The Syed Babar Ali School of Science and Engineering (SBASSE) at LUMS concluded a 3-day workshop titled 'Leaders in Science and Innovation Policy.' The workshop was attended by 30+ senior leaders from the academia, government sector and public labs; these included Vice Chancellors, Professors, Heads of ORICs, Scientists and government bureaucrats engaged in scientific advice.
The workshop was led by Mr. Ehsan Masood, Knight Science Journalism Fellow at MIT and a former Editor of the prestigious science journal Nature in the United Kingdom and Dr. Athar Osama, Member of Science and Technology at the Planning Commission who is a recognised authority on Science in the Muslim World. He is a Fellow of the World Technology Network (WTN) and a Young Global Leader of the World Economic Forum. Dr. Suleman Shahid from the Department of Computer Science at SBASSE was the Programme Lead from LUMS.
The workshop covered a range of different subjects and topics of interest to senior leaders in science and innovation policy, such as history and evolution of science policy around the world, science policymaking processes, scientific advice, commercialisation and impact, measurement of science, and scientific ethics, among others.
Dr.

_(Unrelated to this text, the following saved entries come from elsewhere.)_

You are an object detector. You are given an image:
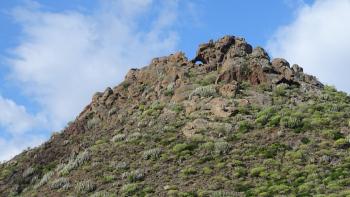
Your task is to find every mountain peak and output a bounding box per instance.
[193,35,322,87]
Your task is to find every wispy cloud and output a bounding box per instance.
[267,0,350,93]
[1,0,189,160]
[0,95,46,161]
[0,95,43,134]
[0,134,45,162]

Tariq Banuri, Chairman, Higher Education Commission, in his keynote speech at the workshop, laid out the conditions and requirements of making science more relevant to policy and how to address the trust deficit between the policymaker and the scientific community. He advised the participants it was perfectly normal for a vast majority of the scientists to remain engaged in the realm of science only, but those who sought policy impact need to work hard and get out of their comfort zones to do so.
The participants learnt from history and policy elsewhere and discussed how to leverage and adapt these ideas to the Pakistani policy setting. They had vigorous debates on these issues and devised some recommendations for policymakers in both areas of Higher Education and the Science and Technology to help enhance the productivity and effectiveness of the country's S&T eco-system.

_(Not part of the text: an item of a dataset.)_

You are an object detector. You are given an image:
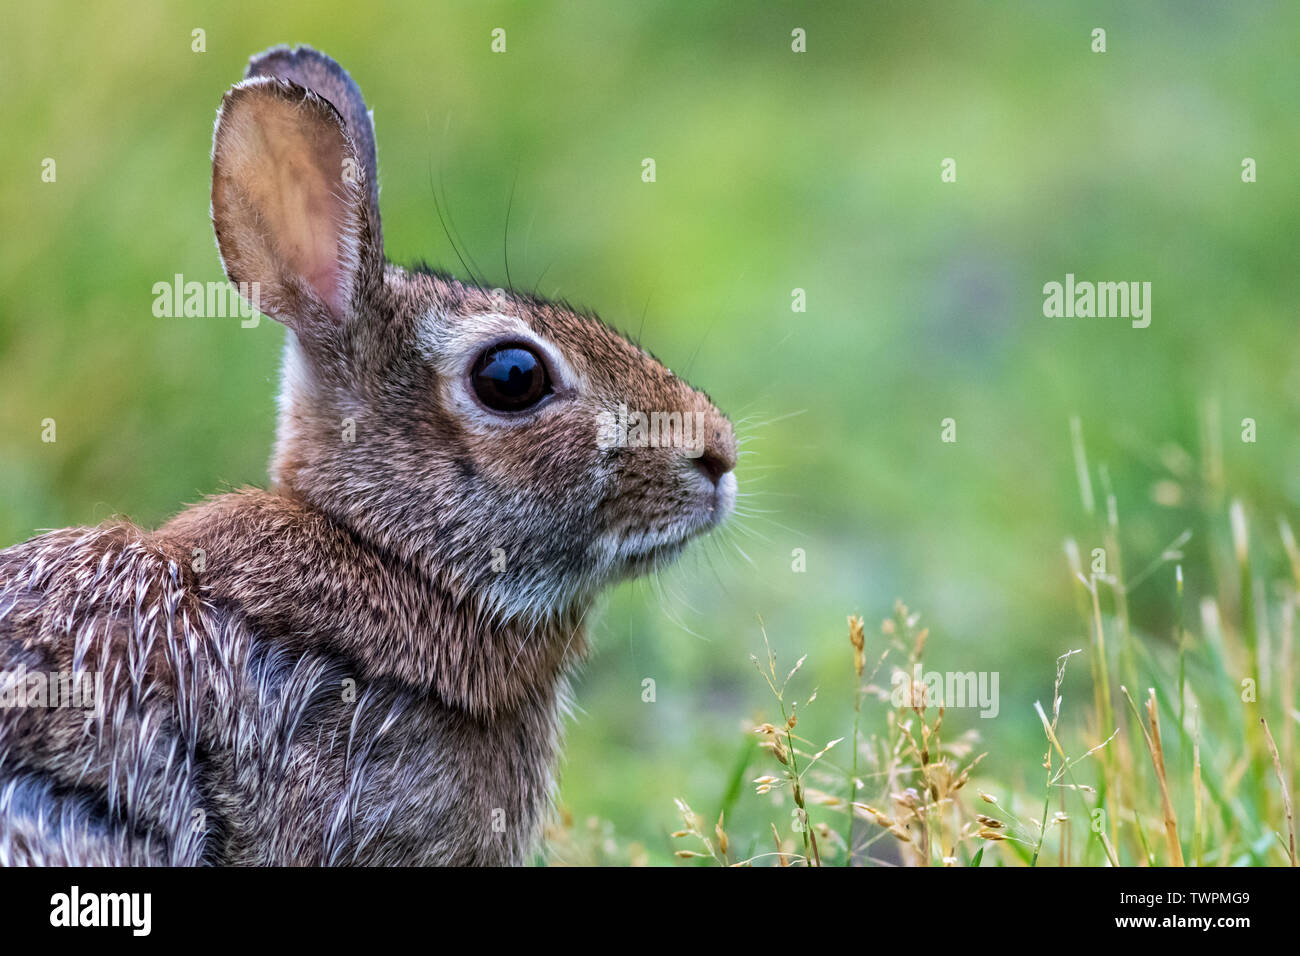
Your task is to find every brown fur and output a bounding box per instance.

Speaking earlier, Dr. Athar Osama noted that the S&T capability of a country can be thought of as a chair with four legs to stand on; these legs include the public S&T system, the academia or higher education system, the defense S&T establishment, and the private sector. Each must play its part for the overall system to deliver results. In Pakistan's case, he said, the chair is standing on drastically unequal legs with the private sector leg almost missing from the equation and public sector leg being deprived of nourishment since the late 1980s. No wonder then that the country is unable to develop a robust and impactful science and technology eco-system.
Ehsan Masood who has covered Pakistan for Nature for well over two decades, hoped that the new government will take necessary measures to revive S&T in Pakistan, correct the aberrations (e.g. neglect of public labs and revival of NCST) and make it a central part of a strategy of economic revival and export competitiveness.
Over the 3 days, the participants were exposed to a range of different ideas through lectures, groups discussions, and invited talks. The participants also carried out a number of exercises such as deciding grand national challenges for science and arriving at a consensus on what universities should or should not do.
The workshop was the first of its kind in Pakistan and could be a model for capacity building and developing a shared understanding of critical issues for senior leaders in science and academia.